Em Espanha, as causas da esquerda moderna avançam. É certo que lá, ao contrário de cá, as rupturas foram sendo preparadas por compromissos públicos anteriores à vitória eleitoral.
Mas conheço muitas boas cabeças cépticas, por vezes tolhidas por ataques de cinismo, que achavam que uma destas medidas e um dos adversários atingidos era suficiente para destruír instantaneamente Zapatero.
De facto, para ter uma legislatura "à Zapatero" é necessário correr riscos, preparar plataformas políticas sólidas, com tempo e fazer escolhas difíceis. Mas a colheita justifica o esforço. As circunstâncias sobejamente conhecidas tornam difícil, se não impossível, que esta legislatura seja assim em Portugal. Mas a próxima pode sê-lo. Três anos sem eleições dão para aprofundar, com coragem, propostas de alternativas enérgicas. Fazê-lo ou não é uma questão de vontade e perfil político.

Caro Paulo Gorjão:

Admito perfeitamente que o meu poste possa sofrer de algum "wishful thinking". De vez em quando dou o benefício da dúvida ao Bloco, e depois eles desiludem-me. O que não me parece é que o meu poste «desvalorize», como diz, as «divisões» que «continuam a existir entre BE e PS no âmbito da política económica e social». Pelo contrário: é justamente por reconhecer a centralidade da questão e por ter, de facto, interesse na abertura do leque de opções políticas de governabilidade à esquerda, que me manifestei satisfeito com o possível abandono da estratégia bloquista de competição com o PCP, que entrevi na peça do Expresso.

Uma questão de oportunidade

O PSD-Madeira considera "inoportuna" a realização da sessão comemorativa do 25 de Abril na Assembleia Regional.

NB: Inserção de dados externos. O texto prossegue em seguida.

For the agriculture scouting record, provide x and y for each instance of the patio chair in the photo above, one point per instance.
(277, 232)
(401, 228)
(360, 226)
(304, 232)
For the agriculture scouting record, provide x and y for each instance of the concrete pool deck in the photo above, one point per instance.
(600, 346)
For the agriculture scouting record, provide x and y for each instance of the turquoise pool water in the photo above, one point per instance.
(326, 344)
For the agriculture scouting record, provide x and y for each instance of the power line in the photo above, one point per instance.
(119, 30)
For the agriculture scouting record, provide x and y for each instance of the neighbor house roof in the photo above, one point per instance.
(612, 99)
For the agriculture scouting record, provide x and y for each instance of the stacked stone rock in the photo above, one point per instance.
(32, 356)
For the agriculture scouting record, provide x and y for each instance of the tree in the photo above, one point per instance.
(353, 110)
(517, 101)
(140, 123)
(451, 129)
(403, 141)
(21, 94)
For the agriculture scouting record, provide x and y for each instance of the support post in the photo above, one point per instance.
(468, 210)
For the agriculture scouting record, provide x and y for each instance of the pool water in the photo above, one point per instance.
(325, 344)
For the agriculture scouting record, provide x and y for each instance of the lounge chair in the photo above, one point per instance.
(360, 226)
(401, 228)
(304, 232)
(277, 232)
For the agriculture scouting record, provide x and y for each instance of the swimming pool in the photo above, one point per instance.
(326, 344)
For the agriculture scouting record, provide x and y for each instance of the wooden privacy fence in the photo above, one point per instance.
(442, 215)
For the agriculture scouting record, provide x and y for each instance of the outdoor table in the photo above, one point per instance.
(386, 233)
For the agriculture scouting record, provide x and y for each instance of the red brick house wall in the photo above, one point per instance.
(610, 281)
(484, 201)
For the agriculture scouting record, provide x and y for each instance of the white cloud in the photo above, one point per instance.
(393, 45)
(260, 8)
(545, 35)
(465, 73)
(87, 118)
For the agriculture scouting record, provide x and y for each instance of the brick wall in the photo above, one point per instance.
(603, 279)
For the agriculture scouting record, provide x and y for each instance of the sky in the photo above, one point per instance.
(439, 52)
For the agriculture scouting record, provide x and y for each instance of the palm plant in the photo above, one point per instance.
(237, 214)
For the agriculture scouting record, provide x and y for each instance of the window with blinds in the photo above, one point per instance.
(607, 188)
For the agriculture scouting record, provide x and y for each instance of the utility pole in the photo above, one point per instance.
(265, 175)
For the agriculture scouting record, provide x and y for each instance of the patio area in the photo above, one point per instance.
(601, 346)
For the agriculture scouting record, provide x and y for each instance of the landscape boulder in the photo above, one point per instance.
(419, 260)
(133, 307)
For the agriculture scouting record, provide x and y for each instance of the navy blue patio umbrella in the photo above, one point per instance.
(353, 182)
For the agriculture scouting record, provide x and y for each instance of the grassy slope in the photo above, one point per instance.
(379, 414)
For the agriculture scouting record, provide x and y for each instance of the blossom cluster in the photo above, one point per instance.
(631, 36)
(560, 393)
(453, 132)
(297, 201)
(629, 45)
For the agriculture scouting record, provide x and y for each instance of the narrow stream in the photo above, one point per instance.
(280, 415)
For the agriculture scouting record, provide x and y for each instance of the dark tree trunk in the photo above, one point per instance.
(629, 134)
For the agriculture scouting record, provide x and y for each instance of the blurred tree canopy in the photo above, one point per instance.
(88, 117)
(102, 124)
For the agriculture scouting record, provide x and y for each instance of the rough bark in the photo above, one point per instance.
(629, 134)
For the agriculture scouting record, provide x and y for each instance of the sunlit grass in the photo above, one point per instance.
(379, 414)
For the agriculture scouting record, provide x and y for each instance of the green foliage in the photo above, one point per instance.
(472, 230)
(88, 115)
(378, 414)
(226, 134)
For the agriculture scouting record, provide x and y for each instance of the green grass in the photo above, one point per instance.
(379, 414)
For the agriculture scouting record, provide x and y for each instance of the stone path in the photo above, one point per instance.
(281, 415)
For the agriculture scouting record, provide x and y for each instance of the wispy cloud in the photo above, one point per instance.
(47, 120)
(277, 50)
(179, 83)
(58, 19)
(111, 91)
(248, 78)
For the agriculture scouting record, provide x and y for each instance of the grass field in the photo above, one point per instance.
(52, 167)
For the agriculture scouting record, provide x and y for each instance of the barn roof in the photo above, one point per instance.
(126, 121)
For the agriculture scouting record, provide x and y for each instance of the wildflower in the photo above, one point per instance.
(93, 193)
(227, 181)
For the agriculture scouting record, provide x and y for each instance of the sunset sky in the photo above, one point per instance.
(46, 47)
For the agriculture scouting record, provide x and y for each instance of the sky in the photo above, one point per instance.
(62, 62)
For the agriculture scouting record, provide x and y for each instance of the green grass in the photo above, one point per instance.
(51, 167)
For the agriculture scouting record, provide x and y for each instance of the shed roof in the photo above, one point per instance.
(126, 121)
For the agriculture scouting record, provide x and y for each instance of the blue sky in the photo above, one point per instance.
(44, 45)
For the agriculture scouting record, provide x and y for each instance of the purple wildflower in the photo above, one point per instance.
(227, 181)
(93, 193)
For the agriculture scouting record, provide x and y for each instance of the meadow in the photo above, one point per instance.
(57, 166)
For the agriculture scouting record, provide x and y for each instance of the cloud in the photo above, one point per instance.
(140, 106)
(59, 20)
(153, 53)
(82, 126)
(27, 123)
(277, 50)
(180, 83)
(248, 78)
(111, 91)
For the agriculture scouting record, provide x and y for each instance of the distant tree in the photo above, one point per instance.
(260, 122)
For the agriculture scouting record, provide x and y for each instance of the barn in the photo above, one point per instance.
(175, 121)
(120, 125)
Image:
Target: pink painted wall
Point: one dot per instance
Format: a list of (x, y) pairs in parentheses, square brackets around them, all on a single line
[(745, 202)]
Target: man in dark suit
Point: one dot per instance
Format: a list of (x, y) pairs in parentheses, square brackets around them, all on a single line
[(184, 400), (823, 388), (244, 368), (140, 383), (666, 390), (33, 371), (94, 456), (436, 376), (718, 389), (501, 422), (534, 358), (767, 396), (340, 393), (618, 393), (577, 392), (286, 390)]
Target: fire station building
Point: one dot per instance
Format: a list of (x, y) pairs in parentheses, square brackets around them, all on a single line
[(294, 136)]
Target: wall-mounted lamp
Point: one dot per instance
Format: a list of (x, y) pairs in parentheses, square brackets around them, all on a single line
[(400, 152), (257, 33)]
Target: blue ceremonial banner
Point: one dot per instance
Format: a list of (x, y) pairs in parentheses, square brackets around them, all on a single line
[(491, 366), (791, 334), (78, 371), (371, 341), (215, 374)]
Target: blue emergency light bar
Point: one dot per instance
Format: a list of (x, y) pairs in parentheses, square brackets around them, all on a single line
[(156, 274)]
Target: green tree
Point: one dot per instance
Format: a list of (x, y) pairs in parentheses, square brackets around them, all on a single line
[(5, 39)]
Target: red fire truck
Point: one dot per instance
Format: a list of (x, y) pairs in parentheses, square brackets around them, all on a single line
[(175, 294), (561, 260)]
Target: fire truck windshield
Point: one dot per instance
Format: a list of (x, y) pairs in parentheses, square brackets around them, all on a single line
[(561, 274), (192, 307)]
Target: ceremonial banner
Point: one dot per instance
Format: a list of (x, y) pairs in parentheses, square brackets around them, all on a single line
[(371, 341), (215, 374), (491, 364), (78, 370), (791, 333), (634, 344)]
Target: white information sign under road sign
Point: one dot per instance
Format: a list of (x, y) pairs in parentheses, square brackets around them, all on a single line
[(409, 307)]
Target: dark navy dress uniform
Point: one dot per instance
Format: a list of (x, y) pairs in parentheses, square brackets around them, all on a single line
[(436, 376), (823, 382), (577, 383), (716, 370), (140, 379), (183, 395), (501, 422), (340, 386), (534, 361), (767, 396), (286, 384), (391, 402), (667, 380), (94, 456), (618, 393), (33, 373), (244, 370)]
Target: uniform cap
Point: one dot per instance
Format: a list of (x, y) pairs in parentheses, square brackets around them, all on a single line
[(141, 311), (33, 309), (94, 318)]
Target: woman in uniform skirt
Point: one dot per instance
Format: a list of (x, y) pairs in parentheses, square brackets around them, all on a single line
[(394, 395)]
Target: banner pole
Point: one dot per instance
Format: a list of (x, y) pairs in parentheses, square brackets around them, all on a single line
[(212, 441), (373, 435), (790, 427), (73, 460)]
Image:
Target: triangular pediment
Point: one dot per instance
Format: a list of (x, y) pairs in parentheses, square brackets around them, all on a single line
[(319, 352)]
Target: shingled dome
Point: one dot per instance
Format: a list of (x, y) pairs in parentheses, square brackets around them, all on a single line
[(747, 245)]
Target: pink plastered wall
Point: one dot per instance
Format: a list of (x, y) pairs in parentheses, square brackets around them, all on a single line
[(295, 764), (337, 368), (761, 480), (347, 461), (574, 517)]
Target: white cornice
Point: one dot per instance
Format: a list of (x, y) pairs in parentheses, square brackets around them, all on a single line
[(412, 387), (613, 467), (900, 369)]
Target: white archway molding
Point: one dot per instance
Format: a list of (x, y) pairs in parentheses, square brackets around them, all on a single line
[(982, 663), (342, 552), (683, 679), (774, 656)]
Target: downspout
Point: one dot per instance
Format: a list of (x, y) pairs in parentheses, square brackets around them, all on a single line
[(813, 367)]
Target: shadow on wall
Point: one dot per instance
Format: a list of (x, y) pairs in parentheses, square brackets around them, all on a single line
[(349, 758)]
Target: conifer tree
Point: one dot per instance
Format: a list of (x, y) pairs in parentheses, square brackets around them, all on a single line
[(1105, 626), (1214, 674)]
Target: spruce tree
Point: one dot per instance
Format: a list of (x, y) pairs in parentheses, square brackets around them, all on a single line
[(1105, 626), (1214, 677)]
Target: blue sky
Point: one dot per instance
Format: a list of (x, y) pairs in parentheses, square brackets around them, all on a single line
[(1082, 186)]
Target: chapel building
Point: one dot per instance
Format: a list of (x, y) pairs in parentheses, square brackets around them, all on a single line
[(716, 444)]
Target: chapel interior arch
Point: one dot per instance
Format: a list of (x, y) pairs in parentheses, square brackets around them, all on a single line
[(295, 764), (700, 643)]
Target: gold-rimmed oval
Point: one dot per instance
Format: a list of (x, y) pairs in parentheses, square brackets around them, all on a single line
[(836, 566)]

Ao contrário do que é hábito, Alberto João pode não ter desfilado; mas como de costume o carnaval da ilha dura o ano inteiro.

Não se percebe

Terminada a série Leis da Blogosfera, Pacheco Pereira devia agora iniciar a série Leis da Política Portuguesa. A primeira podia ser: líder de partido da oposição à direita do PCP que inicie o mandato no início da legislatura não chega às eleições. Esta lei, inicialmente apenas aplicável aos dois maiores partidos, atingiu esta semana o próprio CDS. Pires de Lima, na linha de Marcelo e Ferreira Leite, acha que este não é o seu «tempo». O seu tempo talvez chegue em 2008, mais em cima das eleições. Revoltado com este estado de coisas, Rui Ramos indigna-se, hoje no Diário Económico: «quando vemos as elites do PSD e do CDS proclamar que é muito cedo, uma coisa se torna claro: não há ali líderes, mas apenas seguidores; não há ali ideias, mas apenas truques.» Racionalmente, até se percebe que haja este calculismo entre os barões do PSD: há que ver como param as coisas (crescimento, défice, emprego) lá mais para a frente. O que não se percebe é que um partido dito de «causas», como o CDS, também seja afectado por este tipo de lógicas. Se é verdade que a democracia cristã de Ribeiro e Castro não vai a lado nenhum, não é nada certo que a direita radical de Pires de Lima não possa ser «sexy» na oposição a um governo PS, como já aconteceu com Portas no passado. Especialmente num momento em que o PSD vai estar condicionado pela cooperação estratégica de Cavaco.